The proposed representative plaintiffs had each entered recording agreements with UMG’s predecessor labels in the 1970s and 1980s, pursuant to which they granted the copyrights in their sound recordings to the labels. Each plaintiff had also served a written notice of termination of their respective copyright grants pursuant to Section 203, though UMG disputed the effectiveness of those notices. Plaintiffs sought to certify two proposed classes of similarly situated recording artists—one class seeking actual and statutory damages comprising plaintiffs whose termination notices contained effective dates that had already been reached, and a second class seeking only declaratory relief comprising plaintiffs whose effective termination dates had not yet arrived. Plaintiffs sought to enjoin UMG from infringing the copyrights of both classes. In order to certify the first proposed class, which sought money damages, plaintiffs were required under Federal Rule of Civil Procedure 23 to demonstrate that common questions of law or fact among the class members predominate over individual issues.  

UMG asserted several defenses to plaintiffs’ infringement claims, including that plaintiffs’ works were all “made for hire” under Section 101 of the Copyright Act, to which the Section 203 termination does not apply. Although each of plaintiffs’ recording agreements contained language stating that the artists were “employees for hire,” and/or that the artists’ recordings were “works made for hire,” the court noted the work made-for-hire determination is a fact-intensive inquiry based on multiple tests adopted by the courts. The first test, set forth in the U.S. Supreme Court’s decision in Community for Creative Non-Violence v. Reid, applies 13 non-exhaustive factors to determine whether an author was an employee and produced the work within the scope of his or her employment. The district court reasoned that applying the Reid factors—which include the hiring party’s right to control the manner and means of creation, the hired party’s tax treatment and the provision of benefits, and whether the hiring party had the right to assign additional projects—requires evaluating evidence unique to each artist. Because the determination would depend on facts peculiar to each proposed class member, the court concluded that plaintiffs had failed to meet their burden on predominance.

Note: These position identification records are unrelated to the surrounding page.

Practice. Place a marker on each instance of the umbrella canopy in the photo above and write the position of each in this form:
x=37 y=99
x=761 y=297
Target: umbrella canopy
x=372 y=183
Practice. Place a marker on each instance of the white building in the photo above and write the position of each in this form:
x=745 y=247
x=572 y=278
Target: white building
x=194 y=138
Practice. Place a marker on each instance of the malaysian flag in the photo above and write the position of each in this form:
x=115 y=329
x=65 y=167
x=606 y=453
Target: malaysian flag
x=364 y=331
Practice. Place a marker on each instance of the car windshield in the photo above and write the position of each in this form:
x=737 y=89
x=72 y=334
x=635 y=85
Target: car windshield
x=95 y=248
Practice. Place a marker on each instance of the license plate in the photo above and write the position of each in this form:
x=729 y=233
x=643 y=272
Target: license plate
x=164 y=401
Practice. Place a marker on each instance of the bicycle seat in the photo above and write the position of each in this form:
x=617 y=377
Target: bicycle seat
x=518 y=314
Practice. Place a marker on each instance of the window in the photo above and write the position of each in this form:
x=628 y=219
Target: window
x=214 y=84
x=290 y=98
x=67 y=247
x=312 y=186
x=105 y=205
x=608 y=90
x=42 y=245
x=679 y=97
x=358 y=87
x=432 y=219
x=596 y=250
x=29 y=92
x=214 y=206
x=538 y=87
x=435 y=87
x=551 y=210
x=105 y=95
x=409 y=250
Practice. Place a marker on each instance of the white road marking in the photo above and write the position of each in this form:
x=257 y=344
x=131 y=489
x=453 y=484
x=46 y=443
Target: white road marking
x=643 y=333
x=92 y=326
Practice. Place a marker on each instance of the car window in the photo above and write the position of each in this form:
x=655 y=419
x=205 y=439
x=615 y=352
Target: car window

The court also reasoned that the “instance and expense” test, which analyzes whether plaintiffs’ recordings were “specially commissioned” under the definition of work-for-hire under Section 101(2) of the Copyright Act, also requires an individualized inquiry. The court noted that this evaluation turns on the parties’ creative and financial arrangement in each case; the hiring party’s participation, investment and supervision in the creation of the work; and the nature of the payment to the hired party, all of which require separate factual inquiry for each artist. This test, too, undermined predominance and weighed against certification of the proposed class. Finally, the court held that another of UMG’s defenses—the alleged invalidity of plaintiffs’ written termination notices—also required individualized evaluation of the specific defects, intent and good faith involved in the infirmity of each termination notice.

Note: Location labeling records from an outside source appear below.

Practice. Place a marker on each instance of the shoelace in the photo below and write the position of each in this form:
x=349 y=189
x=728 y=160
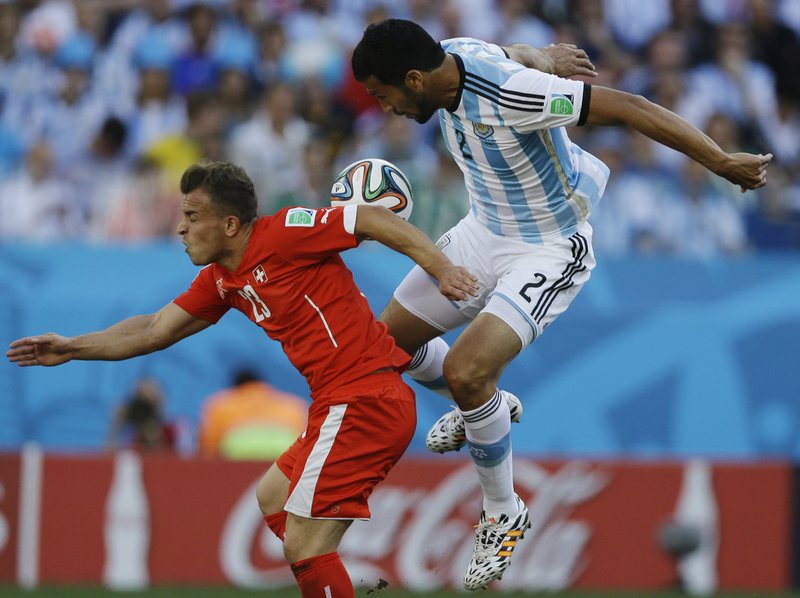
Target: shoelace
x=454 y=424
x=490 y=534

As to the second proposed class of artists whose termination effective dates had not yet been reached and which sought only injunctive relief against UMG, plaintiffs were required under Rule 23 to demonstrate that the class is “cohesive” and impacted in ways that apply generally to the class as a whole. The court reasoned that this proposed class was not cohesive for the same reasons as the first. In addition, the court ruled that plaintiffs had failed to demonstrate that UMG acted on grounds generally applicable to the class, because there was no evidence that UMG exploited all proposed class members’ works after the respective effective dates of termination, and this inquiry would be highly fact specific. Accordingly, the court denied the motion for class certification in its entirety.